JAKARTA – Momentum Hari Raya Waisak adalah momentum umat beragama dan kepercayaan untuk mengenal satu dengan lainnya. Peringatan Hari Raya Waisak menjadi pengingat akan pentingnya toleransi dan kerukunan antarumat beragama. Dalam hal ini, Komunitas GUSDURian Jakarta mengadakan salah satu kegiatan rutin, yakni “Walking Tour Keberagaman” dengan berkunjung ke Yayasan Buddha Tzu Chi Indonesia yang berada di daerah Pantai Indonesia Maju (PIK) Jakarta Utara, pada Selasa 13 Mei 2025.
GUSDURian Jakarta mencoba mengajak para peserta dari latar belakang berbeda. Pada kegiatan walking tour ini terdapat 35 peserta yang mengikuti walking tour keberagaman.
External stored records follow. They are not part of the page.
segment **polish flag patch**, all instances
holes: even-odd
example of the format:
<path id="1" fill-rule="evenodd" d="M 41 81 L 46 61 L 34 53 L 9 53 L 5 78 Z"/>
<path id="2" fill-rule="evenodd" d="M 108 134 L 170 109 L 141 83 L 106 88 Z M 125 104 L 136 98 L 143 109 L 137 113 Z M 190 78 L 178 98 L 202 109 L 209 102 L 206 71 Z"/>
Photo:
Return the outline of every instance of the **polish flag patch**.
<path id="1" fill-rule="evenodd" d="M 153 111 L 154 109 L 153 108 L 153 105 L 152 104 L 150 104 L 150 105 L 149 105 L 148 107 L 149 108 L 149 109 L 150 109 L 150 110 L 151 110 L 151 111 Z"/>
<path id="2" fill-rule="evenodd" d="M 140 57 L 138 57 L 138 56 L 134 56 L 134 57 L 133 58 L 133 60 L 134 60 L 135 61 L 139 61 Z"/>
Untuk rute trip keberagaman ini berawal dari Fresh Market PIK kemudian para peserta diajak berjalan kaki menuju Yayasan Buddha Tzu Chi Indonesia. Pada kegiatan awal walking tour keberagaman ini, peserta terlebih dahulu diajak untuk memperkenalkan diri dengan melakukan sesi check-in, setelah itu para peserta diberi challenge untuk bisa merasakan sensing experience di dalam Fresh Market PIK.
Sensing experience ini bertujuan agar para peserta bisa mengetahui dan merasakan keberagaman yang terdapat di dalam pasar modern PIK ini. Beberapa peserta dibagi ke dalam beberapa kelompok yang terdiri dari 5 orang dengan waktu 15 menit dan diberi kertas untuk mencatat hal-hal yang mereka lihat dan rasakan. Di antara peserta ada yang melakukan kegiatan belanja, bertanya kepada penjual atau pembeli.
Beberapa peserta menyampaikan keunikan yang ada di dalam Fresh Market PIK ini dikarenakan mayoritas dagangan makanan adalah non-halal. Sehingga tidak banyak makanan halal yang tersedia di sini, karena pengunjung dari Fresh Market PIK ini juga merupakan masyarakat keturunan Tionghoa. Namun dari banyak pembahasan makanan halal dan non-halal, peserta merasa kagum akan keberagaman bahwa ternyata para karyawannya merupakan seorang Muslim.
“Di Fresh Market ini menurut saya unik sekali, karena penjual (owner maupun pekerjanya) bisa menjadi satu tanpa membedakan latar belakang suku, agama dan ras. Selain itu rata-rata penjual atau pekerjanya memanggil calon pembelinya yang dengan sebutan ‘Ci’ walaupun calon pembeli tersebut bukan orang keturunan Tionghoa, ujar Milana salah satu peserta walking tour keberagaman.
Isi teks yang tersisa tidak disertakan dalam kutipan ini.